I’ve got a quick and easy idea for you today, and it’s going to appeal to all the “sweet & salty” lovers. It’s these super easy chocolate drizzled potato chips.
These were originally seen here, but sometimes an idea is so good it just needs to have a space of its own, so it gets recycled and re-introduced. There’s not a lot to explain here, but I will give you some tips on how I created mine.
Chocolate Drizzled potato chips
- I used Kettle brand Krinkle Cut™ salt & pepper potato chips. I really think they’re the best tasting and texture, for this application especially.
- I used dark chocolate to drizzle. My go-to melting chocolate is Sephra, a brand that’s made specifically for fondue. I use it because it tastes great and melts beautifully.

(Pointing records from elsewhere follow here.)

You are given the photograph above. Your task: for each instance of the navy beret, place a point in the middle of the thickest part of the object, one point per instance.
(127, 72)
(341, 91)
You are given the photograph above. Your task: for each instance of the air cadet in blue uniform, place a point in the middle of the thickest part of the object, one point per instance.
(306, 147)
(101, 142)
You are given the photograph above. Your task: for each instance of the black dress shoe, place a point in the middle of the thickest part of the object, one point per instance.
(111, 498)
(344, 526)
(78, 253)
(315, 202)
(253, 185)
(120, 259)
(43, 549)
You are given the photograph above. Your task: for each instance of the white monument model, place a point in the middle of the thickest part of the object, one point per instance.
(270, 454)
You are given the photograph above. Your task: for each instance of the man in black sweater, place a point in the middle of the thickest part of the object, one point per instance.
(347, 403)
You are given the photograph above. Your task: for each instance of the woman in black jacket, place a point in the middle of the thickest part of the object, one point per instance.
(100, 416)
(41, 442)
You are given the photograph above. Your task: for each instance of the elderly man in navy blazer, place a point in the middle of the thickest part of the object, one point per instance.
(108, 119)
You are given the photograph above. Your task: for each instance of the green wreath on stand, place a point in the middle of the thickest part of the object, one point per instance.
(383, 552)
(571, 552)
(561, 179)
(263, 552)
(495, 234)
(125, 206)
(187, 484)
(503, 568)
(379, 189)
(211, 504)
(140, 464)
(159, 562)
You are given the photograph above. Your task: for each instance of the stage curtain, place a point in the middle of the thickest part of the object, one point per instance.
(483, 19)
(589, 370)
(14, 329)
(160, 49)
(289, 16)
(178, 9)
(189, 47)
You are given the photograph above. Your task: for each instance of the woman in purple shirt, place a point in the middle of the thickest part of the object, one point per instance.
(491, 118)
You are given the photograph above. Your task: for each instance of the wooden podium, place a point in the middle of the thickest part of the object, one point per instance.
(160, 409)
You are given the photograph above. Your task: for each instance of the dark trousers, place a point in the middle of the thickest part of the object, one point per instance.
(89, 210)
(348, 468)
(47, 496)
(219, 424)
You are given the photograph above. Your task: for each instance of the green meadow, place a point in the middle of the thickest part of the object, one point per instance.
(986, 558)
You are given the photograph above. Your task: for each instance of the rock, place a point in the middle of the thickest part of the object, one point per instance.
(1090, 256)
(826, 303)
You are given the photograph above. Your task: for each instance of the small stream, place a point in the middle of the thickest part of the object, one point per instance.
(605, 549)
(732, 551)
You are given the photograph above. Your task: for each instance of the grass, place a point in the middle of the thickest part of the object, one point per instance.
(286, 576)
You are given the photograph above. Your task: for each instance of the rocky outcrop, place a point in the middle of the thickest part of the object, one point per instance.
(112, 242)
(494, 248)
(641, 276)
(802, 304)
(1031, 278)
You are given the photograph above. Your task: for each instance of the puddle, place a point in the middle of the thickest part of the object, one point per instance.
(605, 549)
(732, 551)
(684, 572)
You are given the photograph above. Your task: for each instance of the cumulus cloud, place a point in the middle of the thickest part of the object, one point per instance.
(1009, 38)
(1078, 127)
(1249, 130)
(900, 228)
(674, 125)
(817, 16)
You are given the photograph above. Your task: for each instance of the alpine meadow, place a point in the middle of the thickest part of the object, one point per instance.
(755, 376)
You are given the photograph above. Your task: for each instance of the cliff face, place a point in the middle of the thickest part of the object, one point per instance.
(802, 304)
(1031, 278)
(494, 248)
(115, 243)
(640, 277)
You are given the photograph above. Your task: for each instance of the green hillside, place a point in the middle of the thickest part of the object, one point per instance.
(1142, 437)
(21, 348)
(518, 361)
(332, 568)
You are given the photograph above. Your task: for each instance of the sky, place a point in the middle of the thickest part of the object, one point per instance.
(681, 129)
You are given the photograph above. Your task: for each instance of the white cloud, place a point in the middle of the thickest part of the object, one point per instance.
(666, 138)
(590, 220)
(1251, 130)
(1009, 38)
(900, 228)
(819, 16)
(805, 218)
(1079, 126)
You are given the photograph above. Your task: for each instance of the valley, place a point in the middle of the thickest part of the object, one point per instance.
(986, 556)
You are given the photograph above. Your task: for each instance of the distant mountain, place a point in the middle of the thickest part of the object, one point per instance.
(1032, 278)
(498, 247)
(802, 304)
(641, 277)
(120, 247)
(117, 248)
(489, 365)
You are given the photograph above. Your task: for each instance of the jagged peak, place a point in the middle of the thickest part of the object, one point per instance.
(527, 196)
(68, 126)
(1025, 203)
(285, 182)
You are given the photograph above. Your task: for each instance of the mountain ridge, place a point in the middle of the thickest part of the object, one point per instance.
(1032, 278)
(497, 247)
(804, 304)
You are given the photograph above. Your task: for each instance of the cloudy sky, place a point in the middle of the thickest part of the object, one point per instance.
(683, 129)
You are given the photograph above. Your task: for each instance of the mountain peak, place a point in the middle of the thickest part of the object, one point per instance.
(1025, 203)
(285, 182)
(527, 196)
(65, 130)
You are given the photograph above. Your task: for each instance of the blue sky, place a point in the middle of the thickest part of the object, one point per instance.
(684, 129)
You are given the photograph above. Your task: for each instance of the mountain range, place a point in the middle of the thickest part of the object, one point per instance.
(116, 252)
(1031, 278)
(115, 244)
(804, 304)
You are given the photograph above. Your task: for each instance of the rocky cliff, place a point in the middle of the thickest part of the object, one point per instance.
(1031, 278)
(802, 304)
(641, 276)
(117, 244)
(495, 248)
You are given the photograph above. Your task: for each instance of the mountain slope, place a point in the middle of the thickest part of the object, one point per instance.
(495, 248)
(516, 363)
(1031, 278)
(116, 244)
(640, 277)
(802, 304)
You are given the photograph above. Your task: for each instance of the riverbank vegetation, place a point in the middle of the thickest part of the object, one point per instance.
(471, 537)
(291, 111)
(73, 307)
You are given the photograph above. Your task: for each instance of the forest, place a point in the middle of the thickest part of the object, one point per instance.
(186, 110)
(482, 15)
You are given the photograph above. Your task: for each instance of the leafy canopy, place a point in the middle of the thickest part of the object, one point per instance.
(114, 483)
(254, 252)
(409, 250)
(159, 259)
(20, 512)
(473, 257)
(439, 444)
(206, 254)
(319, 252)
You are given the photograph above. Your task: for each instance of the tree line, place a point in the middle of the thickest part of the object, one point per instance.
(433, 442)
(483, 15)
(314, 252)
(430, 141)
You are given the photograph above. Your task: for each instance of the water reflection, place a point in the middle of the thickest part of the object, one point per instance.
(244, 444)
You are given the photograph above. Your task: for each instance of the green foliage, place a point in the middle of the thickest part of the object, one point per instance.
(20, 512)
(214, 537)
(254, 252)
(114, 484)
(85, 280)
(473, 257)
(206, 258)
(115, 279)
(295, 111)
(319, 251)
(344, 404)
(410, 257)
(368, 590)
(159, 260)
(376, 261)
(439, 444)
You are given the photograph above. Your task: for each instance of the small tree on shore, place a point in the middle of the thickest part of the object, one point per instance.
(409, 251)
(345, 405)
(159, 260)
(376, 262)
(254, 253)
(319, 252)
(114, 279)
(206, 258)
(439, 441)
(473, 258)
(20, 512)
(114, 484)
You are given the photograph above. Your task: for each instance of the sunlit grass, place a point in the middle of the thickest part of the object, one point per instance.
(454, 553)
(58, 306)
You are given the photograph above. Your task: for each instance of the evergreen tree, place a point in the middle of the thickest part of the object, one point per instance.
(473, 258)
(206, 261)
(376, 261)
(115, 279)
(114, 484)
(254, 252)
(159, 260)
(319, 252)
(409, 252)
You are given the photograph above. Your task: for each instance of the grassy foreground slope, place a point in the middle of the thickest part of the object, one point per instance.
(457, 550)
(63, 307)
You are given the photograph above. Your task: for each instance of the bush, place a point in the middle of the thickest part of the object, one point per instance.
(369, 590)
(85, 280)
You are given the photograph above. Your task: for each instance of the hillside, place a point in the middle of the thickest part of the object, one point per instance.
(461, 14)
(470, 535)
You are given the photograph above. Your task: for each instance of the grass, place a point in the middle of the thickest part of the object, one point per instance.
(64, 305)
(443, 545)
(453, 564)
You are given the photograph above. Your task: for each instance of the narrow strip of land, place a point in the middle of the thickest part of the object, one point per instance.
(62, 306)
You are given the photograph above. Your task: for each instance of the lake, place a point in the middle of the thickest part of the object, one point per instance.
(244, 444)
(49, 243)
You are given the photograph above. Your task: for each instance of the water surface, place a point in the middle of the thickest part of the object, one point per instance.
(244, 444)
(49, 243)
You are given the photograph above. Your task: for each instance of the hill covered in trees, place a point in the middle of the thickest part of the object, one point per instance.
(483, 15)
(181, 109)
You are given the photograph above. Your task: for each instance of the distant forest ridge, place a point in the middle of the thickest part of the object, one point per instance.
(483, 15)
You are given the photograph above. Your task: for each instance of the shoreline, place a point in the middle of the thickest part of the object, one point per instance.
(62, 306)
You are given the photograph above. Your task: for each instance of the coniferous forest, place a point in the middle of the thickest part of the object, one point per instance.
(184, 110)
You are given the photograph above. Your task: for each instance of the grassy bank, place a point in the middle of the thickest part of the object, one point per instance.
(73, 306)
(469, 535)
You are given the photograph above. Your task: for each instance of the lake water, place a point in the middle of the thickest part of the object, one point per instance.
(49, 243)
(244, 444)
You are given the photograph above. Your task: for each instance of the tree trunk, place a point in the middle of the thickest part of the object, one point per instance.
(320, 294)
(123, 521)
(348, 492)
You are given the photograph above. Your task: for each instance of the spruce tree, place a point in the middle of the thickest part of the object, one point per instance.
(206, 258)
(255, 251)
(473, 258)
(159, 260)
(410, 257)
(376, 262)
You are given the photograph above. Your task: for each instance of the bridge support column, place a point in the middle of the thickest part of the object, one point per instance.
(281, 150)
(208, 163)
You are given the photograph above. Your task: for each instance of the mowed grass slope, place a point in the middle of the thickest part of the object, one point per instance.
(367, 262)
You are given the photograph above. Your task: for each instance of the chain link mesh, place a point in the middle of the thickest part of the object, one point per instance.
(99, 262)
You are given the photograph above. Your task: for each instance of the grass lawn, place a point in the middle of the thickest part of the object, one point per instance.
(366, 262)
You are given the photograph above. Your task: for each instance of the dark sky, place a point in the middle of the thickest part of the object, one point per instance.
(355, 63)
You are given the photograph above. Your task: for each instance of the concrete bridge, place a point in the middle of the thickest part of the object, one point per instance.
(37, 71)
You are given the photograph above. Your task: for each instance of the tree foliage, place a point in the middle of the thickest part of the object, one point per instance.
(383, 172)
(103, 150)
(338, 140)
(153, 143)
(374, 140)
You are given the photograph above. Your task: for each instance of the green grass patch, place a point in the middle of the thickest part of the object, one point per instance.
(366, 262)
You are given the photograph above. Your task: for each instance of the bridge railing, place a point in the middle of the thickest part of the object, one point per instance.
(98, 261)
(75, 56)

I also use it for dipping brownie pops, cheesecake pops, or strawberries, etc.
- Melt chocolate over a double boiler, using low heat.
- Lay a sheet of wax paper on a baking sheet pan.
- Spread potato chips out in a single layer on the wax paper.
- When chocolate is melted, use a spoon to drizzle it in a zig-zag pattern over chips.
- Place sheet pan with chips in the refrigerator for about 15 minutes so the chocolate can set up.
- Remove chips, and enjoy at room temperature.
These are a terrific snack in the afternoon, or would be a nice little take home treat for guests after a party. You can make them as sweet as you like by adjusting the amount of chocolate you drizzle over top. I like mine to be very evenly balanced – not too sweet. And of course, you can use milk chocolate too, if you prefer.